I couldn't help but thank her for underlining the following, (particularly considering Miller's assertions/narrative in the third quote box of my comment above):

Perhaps part of why psychologically-based rationales for disease can be widely accepted is because the harm this can do is underappreciated. Miller et al argued that their narrative inspires hope, and people with severe ME/CFS deserve that. But when the unproven theory can’t deliver on the claims, what then? In a study Miller et al cited, researchers found that being told the disease was psychosomatic was the most common reason for suicidal thoughts for people with ME/CFS. [9]
 
Apologies for being late to the game on picking this one out and sure it is repeated elsewhere but as there was a link to her rapid response to that Miller et al article (that included Garner): https://www.bmj.com/content/389/bmj.r977/rr-30

I couldn't help but thank her for underlining the following, (particularly considering Miller's assertions/narrative in the third quote box of my comment above):
Glad she picked up on that. I said it in the thread on the paper and some germans partially (but unfortunately not very explicit) mentioned that in a later rapid response.
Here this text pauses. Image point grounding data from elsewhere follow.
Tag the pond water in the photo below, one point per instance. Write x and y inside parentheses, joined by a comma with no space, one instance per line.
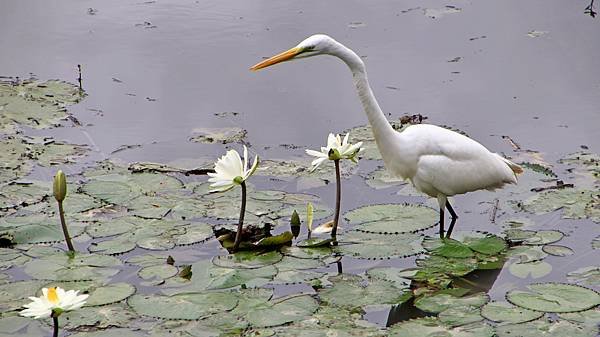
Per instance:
(157,72)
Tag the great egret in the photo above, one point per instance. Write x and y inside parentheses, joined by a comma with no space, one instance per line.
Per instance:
(439,162)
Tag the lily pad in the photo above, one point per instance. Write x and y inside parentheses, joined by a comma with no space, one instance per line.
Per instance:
(440,302)
(60,267)
(543,327)
(392,218)
(378,246)
(183,306)
(429,326)
(587,276)
(218,135)
(503,312)
(534,269)
(281,311)
(554,297)
(352,291)
(460,315)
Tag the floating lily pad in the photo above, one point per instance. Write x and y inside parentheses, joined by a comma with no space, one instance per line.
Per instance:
(503,312)
(460,315)
(247,259)
(440,302)
(543,327)
(543,237)
(61,267)
(378,246)
(108,294)
(36,104)
(571,201)
(557,250)
(183,306)
(352,291)
(381,178)
(554,297)
(390,274)
(117,315)
(121,332)
(392,218)
(218,135)
(429,326)
(587,276)
(534,269)
(281,311)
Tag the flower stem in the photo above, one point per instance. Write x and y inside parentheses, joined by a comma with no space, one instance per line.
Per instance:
(238,235)
(55,320)
(338,196)
(61,212)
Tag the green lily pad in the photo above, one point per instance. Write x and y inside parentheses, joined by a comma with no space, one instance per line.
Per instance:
(557,250)
(554,297)
(60,267)
(460,315)
(381,178)
(352,291)
(440,302)
(392,218)
(121,332)
(183,306)
(544,237)
(108,294)
(534,269)
(572,201)
(218,135)
(364,245)
(503,312)
(247,259)
(103,317)
(36,104)
(390,274)
(281,311)
(587,276)
(429,326)
(546,328)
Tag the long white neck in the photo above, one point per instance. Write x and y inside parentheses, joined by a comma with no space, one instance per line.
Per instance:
(383,132)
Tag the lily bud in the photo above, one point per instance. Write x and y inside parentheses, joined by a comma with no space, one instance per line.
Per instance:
(60,186)
(334,154)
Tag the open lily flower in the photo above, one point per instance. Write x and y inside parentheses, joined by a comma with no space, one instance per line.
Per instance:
(230,171)
(55,300)
(336,149)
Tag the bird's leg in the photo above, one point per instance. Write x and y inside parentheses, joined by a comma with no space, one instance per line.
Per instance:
(451,210)
(453,221)
(442,223)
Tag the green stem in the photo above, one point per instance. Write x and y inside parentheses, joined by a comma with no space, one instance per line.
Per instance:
(61,212)
(238,235)
(55,319)
(338,196)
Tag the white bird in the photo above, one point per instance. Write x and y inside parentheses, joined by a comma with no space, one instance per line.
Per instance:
(439,162)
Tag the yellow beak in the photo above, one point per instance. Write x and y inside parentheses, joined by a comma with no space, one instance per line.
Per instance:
(286,55)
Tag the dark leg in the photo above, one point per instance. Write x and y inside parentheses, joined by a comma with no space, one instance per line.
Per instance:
(453,221)
(451,210)
(442,223)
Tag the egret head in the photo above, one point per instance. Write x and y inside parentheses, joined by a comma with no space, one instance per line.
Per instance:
(314,45)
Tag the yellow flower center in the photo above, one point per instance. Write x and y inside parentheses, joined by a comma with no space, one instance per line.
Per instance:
(52,296)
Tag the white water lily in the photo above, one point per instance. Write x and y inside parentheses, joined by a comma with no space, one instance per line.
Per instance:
(55,300)
(230,171)
(336,149)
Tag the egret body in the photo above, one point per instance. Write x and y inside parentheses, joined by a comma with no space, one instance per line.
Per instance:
(439,162)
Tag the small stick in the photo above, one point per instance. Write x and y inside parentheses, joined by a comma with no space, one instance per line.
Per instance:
(79,78)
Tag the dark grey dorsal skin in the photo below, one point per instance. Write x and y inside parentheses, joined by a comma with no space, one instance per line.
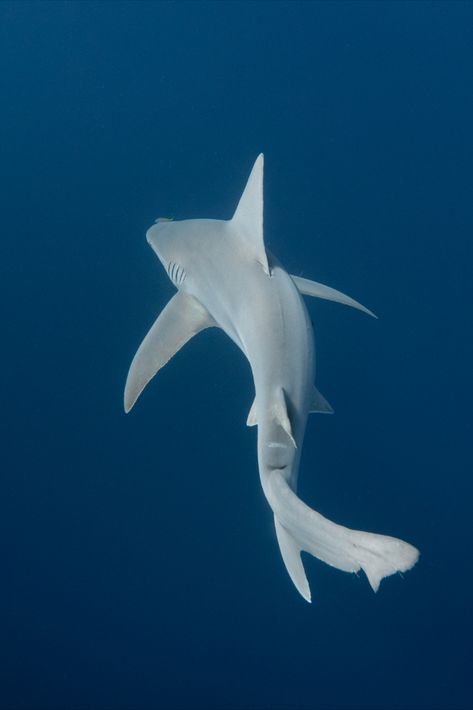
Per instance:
(225,278)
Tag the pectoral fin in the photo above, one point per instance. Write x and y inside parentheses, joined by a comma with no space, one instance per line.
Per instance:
(312,288)
(252,421)
(182,318)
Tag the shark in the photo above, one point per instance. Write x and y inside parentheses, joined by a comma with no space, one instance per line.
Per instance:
(226,278)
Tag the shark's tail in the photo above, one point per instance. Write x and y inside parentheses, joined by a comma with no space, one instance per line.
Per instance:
(299,528)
Glad to see her take it up and write it out simply and clearly.
 
Not that it applies to any other group either. The whole thing has been revealed as a total scam, regardless of what criteria are used. It makes no meaningful difference for anyone who has fatigue significant enough to warrant a complaint to a health care professional. And even then "I have fatigue" is almost never the actual complaint, all of this is just a corrupt distortion of basic facts with very flawed intent and purpose.

But seeing the pathetic state of Long Covid, stuck in the exact same bind, it's cleat that none of the problems have anything to do with the patients, and everything to do with the terrible state of health care for any issues where the biology is not understood. This is what needs to be fixed. The medical profession needs to do the equivalent of putting on their own oxygen masks before they start thinking about putting it on someone who is unable to. The industrial scale publication and application of flawed pseudoscience is a major scandal in itself, and the industry is clearly incapable of moving out of it.